The protocol for genomic DNA isolation was used as described in the chapter 2.3.1. (Preparation of Genomic DNA from Plant Tissue) of Current Protocols in Molecular Biology50 with following modification: cells were harvested by centrifugation at 1000 × g (3 min), then washed twice with ice-cold ddH2O, and resuspended with buffer (100 mM Tris–Cl, pH 8; 100 mM EDTA, pH 8; 250 mM NaCl) containing 8 μl of proteinase K (Merck, 20 mg/ml) per 1 ml of buffer. 20% N-lauroylsarcosine (Sigma) was added and the mixture was incubated in waterbath at 55°C for 1 h. After the steps of extractions, centrifugation (6000 × g, 30 min, 4°C), DNA precipitation (2-propanol), centrifugation (7500 × g, 15 min, 4°C) and solubilization (TE buffer, pH 8), RNA was removed (RNase A, 15 min). Thereafter, phenol:chloroform (1:1) and chloroform:isoamylalcohol (24:1) extractions were performed each followed by centrifugation (7500 × g, 7 min). One-tenth volume of 3 M sodium acetate (pH 5.2) was added to the top phase, and DNA was precipitated with 96% ethanol at −20°C, centrifuged (8000 × g, 15 min, 4°C) and washed (70% ethanol). DNA was resuspended in the TE buffer (pH 8).

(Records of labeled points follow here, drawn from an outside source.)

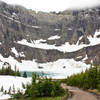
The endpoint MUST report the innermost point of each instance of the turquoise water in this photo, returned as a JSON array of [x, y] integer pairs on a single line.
[[29, 74]]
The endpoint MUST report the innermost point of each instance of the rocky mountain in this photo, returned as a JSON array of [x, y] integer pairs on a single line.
[[47, 37]]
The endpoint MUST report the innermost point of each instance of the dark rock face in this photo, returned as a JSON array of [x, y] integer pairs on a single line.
[[17, 23]]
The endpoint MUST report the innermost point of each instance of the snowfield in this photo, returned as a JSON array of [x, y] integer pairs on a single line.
[[61, 67], [63, 48], [12, 81]]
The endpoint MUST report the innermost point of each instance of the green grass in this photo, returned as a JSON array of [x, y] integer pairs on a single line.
[[43, 98]]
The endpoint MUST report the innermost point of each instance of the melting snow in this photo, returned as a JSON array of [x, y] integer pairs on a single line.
[[65, 47], [72, 66], [21, 54], [54, 37], [11, 81]]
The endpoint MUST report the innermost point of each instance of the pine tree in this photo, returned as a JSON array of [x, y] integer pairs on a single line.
[[25, 75]]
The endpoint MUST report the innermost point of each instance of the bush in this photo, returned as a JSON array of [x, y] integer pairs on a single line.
[[43, 87]]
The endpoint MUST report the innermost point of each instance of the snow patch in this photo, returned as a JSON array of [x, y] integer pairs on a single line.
[[36, 27], [54, 37], [62, 67], [11, 81], [57, 29], [21, 54]]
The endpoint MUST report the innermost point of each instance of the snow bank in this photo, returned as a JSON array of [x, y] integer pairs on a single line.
[[65, 47], [54, 37], [62, 67], [11, 81]]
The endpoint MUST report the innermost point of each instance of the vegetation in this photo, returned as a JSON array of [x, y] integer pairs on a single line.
[[25, 75], [90, 79], [43, 98], [9, 71]]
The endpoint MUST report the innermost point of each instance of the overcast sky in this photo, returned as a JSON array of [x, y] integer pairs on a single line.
[[54, 5]]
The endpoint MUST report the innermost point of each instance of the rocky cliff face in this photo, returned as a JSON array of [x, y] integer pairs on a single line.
[[72, 27]]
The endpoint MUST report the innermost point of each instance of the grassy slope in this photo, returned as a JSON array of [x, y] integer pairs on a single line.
[[43, 98]]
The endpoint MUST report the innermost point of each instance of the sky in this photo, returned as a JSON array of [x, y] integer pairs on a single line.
[[54, 5]]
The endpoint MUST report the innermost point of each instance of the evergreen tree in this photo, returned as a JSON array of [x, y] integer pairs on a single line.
[[25, 75]]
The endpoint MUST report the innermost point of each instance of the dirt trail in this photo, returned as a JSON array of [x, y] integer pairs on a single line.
[[80, 94]]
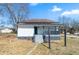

Primers were derived from six E. gracilis nuclear mRNA sequences encoding chloroplast proteins. Table 1 contains the accession numbers of these mRNAs (see refs 19, 26, 51–54) and the corresponding positions of primer sequences. Another four pairs of primers were derived from four E. gracilis nuclear EST sequences (see ref. 22) encoding chloroplast proteins: PetF (ferredoxin), PsaF subunit of photosystem I, and the PsbM and PsbW subunits of photosystem II. All these four ESTs possessed SL-leader sequence (TTTTTTTCG) at the 5′-end, and were used in previous analysis of presequences of E. gracilis.22 Table 2 contains the e-values, accession numbers of these ESTs used for the design of primers, and the positions corresponding to primer sequences in these ESTs.
Primers were designed using Primer-BLAST (primer 3 and BLAST) to obtain similar melting temperature (60°C) for all primers. The effort was made to design primers such as to be able to amplify the whole presequence-encoding region and short part downstream of it (or as long part of this region as possible following our stringent primer design criteria).
The PCRs were performed in 50-µl reaction volume with the final concentration of Mg2+, primers and dNTPs as 2 mM, 0.2 µM and 0.5 mM, respectively. 100 ng of total E. gracilis DNA and 2.5 Units of Taq DNA polymerase (Invitrogen) were used per reaction. Samples were denatured by heating for 5 min at 94°C, subjected to 34 cycles of 30 s denaturation at 94°C, 1 min annealing at 58°C, and 2 min extension at 72°C, and a final cycle of 8 min at 72°C. PCR products were visualized on 1.5% agarose gels (TAE), purified using QIAquick PCR Purification Kit (Qiagene), and sequenced twice (using forward as well as reverse primers) using ABI 3130xl Genetic Analyzer (Applied Biosystems) and the BigDye Terminator v3.1 Cycle Sequencing Kit (Applied Biosystems) according to suppliers’ protocols. The services of the Department of Molecular Biology (Faculty of Natural Sciences, Comenius University, Bratislava, Slovakia) were used for sequencing of PCR products.
The sequence data were analyzed using Chromas, BLAST and CLUSTAL W. Sequence identity of the intron sequences was computed by the global alignment (Needle tool from the EMBOSS suite with the default settings).55 Since the introns have unusual nucleotide composition, which may have inflated the scores, the statistical significance of each alignment score was computed by a permutation test. For each pair of introns, 100 000 random permutations of their bases were aligned, and the empirical distribution of scores was computed. Sequences were permuted by Shuffleseq from the EMBOSS suite,55 and the consensus splice sites (GT/AG) were kept in their original position in each permutation.
The PCR products amplified using all primers were listed in Tables 1 and and22 (except those for Pbgd, PsbO, and PsbW) and total E. gracilis DNA as a template were about 50 bp longer than those expected for cDNA templates. In the cases of Pbgd, PsbO, and PsbW, PCR products were about 150, 90, and 250 bp longer, respectively.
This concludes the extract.